Mitogenesis, increased under pressure, was not inhibited by propofol. This suggests that the effects we have observed are not toxic. Although a literature search revealed no studies of mitogenesis in nerve tissue under pressure, pressure stimulates proliferation in other cells, including cardiac,52 and vascular 53 myocytes, endothelial cells,54, and normal intestinal epithelium55 Pressure stimulates proliferation in some colon cancer cell lines through an unclear pathway that may involve PKC-α and some tyrosine kinase activity.56
Nitric oxide production from activation of inducible nitric oxide synthase (iNOS) impairs the blood-brain barrier, facilitating posttraumatic brain edema. This edema also increases ICP and thus microglial recruitment. Arresting nitric oxide synthase using novel agents has been explored previously.57 However, propofol arrests iNOS production in stimulated macrophages.58, possibly via toll-like receptor protein activation.59
Although the stimulation of microglial phagocytosis by pressure has not previously been described, we and others have previously described the ability of increases in extracellular pressure to stimulate the uptake of serum-opsonized latex beads, IgG complex, tumor cell fragments, and Klebsiella pneumonia 29, 30,27, 28, 40, 42, 43, 60. The mechanisms of this effect, and whether more specific microglial endocytosis is similarly affected by increased extracellular pressure awaits study.

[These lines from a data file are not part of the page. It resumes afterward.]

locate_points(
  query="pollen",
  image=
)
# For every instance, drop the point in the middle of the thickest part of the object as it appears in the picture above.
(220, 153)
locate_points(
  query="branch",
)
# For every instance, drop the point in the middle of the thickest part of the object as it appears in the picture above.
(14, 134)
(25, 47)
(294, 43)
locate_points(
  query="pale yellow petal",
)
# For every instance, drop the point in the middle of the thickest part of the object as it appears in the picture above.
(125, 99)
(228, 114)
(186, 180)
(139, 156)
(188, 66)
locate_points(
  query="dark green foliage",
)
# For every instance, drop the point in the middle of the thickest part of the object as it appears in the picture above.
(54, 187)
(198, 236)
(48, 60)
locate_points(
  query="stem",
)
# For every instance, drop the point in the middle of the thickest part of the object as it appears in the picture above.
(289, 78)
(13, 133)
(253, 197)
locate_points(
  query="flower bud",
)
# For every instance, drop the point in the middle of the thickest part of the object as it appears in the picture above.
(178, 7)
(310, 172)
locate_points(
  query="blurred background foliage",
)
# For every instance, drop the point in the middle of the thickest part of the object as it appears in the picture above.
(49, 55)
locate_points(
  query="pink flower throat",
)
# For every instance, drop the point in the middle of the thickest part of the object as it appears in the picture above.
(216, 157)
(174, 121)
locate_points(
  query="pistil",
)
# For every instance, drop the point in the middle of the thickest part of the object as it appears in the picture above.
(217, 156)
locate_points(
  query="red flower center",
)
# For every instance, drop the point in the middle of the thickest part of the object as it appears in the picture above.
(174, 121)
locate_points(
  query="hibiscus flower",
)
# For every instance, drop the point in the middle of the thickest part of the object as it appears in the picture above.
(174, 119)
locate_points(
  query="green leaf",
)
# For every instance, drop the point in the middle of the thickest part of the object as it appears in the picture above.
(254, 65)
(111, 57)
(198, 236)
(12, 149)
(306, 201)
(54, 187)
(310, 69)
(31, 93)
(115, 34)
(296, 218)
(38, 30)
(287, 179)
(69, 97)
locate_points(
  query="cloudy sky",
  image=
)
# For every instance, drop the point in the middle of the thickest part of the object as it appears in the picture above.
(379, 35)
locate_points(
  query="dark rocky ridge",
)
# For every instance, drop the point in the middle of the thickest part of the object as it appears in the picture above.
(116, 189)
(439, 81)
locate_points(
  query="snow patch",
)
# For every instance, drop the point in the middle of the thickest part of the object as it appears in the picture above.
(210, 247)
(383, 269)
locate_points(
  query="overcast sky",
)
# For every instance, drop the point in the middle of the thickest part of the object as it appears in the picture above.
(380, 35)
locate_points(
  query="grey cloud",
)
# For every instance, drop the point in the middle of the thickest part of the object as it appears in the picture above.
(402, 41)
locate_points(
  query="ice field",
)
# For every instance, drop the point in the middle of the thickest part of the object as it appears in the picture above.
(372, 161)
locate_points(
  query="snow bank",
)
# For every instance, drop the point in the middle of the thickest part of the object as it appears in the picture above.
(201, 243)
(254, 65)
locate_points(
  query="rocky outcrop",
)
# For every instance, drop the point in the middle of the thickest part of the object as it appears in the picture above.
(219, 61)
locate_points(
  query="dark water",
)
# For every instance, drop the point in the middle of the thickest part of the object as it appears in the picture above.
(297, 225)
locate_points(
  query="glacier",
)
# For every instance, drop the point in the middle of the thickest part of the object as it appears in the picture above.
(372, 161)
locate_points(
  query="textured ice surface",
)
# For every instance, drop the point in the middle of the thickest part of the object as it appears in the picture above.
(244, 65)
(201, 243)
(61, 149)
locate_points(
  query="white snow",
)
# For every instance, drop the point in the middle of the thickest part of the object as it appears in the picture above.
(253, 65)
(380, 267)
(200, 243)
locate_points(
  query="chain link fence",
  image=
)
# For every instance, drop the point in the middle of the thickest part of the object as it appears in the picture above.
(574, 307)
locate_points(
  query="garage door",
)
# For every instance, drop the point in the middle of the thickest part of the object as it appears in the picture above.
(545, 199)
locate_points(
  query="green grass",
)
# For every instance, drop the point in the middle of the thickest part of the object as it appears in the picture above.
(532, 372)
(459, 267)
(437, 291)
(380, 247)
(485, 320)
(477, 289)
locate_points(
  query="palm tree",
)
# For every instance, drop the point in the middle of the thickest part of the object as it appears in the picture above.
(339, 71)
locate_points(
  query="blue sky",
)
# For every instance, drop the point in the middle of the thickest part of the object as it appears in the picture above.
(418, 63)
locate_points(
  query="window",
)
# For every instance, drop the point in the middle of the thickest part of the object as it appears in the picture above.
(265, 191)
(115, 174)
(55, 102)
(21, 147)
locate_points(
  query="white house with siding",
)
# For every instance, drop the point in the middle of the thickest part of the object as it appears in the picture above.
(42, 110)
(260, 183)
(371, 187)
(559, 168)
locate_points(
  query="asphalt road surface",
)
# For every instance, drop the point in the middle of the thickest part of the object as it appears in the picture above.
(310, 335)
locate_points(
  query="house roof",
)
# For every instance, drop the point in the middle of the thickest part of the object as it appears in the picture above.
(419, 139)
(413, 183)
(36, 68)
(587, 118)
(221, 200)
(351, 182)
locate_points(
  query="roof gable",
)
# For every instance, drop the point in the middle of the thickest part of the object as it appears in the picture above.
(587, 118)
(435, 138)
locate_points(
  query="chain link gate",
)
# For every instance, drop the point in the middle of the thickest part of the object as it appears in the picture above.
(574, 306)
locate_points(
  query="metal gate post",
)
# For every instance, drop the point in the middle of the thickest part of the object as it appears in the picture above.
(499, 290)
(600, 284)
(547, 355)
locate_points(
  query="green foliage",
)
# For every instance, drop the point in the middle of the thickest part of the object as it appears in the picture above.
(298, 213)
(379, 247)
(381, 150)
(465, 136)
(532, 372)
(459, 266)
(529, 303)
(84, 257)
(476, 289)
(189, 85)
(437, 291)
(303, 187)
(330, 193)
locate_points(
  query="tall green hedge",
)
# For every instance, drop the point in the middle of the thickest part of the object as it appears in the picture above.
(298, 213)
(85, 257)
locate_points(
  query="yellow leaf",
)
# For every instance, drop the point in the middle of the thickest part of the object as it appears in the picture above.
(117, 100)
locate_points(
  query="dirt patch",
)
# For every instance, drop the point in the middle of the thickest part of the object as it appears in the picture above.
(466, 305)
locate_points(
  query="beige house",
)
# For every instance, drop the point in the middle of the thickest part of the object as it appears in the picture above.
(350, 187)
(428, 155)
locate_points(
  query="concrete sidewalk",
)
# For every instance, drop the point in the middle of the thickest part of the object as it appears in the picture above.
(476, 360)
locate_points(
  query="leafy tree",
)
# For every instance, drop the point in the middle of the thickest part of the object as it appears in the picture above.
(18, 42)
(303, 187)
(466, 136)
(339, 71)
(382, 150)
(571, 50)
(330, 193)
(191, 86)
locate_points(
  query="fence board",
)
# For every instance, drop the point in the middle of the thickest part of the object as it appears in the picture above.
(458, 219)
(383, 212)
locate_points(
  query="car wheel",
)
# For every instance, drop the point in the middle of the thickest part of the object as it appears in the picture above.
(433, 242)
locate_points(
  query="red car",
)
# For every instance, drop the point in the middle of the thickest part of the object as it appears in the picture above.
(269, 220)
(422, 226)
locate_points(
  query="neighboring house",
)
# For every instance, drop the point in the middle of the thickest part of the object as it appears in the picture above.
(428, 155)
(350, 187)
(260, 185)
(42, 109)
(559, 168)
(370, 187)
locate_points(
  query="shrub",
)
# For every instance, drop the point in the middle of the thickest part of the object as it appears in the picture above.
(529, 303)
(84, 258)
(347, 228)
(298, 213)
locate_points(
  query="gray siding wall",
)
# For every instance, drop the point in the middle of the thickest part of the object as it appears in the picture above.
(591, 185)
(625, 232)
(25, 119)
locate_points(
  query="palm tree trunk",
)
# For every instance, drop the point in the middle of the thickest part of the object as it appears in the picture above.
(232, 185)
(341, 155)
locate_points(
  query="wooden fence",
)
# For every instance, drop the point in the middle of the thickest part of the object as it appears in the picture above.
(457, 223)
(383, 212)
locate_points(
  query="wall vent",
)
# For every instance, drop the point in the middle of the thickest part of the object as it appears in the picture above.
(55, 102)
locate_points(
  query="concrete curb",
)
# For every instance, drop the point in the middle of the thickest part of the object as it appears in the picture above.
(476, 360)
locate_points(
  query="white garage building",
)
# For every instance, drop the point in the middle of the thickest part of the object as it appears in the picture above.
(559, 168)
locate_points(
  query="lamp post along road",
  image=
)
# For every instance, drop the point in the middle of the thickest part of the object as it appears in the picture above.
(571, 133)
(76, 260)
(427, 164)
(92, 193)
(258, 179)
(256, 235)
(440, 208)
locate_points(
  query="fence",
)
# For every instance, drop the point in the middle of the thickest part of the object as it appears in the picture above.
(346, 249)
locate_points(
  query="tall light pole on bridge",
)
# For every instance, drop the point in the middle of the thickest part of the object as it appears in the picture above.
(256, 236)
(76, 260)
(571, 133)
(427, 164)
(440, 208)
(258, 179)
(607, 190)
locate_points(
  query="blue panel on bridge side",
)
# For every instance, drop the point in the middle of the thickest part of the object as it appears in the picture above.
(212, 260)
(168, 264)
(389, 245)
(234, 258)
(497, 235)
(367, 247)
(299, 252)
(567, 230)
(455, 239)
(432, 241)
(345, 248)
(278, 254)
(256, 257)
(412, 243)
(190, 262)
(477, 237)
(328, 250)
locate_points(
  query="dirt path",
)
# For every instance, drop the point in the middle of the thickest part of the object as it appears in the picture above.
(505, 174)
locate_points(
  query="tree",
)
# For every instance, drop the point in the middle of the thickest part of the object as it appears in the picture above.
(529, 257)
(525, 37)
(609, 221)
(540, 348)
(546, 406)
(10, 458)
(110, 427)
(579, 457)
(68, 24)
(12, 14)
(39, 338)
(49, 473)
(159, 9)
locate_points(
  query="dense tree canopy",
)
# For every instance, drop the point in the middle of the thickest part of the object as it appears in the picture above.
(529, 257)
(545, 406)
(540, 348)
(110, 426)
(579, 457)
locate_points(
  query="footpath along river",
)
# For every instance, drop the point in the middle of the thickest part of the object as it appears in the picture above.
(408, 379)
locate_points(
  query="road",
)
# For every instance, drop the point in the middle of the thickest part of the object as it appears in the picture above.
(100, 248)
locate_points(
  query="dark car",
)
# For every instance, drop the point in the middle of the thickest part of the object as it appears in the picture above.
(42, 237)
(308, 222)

Preclinical data suggest that targeting microglial pro-inflammatory cytokine overproduction may represent an effective new therapeutic intervention for TBI. Microglias are “first responders” to the initial insult of TBI. Modulating their release of pro-inflammatory cytokines may decrease inflammation and edema, permitting improvement in prognosis, outcome, and a closer return to baseline neurologic function. Our present results indicate that extracellular pressure at levels consistent with increased ICP after TBI activates inflammatory signals in microglial cells, stimulating phagocytosis, proliferation, nitrate, TNF-α and IL-1β production without affecting IL-6 and that propofol inhibits some of these critical inflammatory signals in vitro. Although awaiting in vivo confirmation, these results suggest the possibility that propofol may alleviate at least some of the inflammatory effects of increased ICP.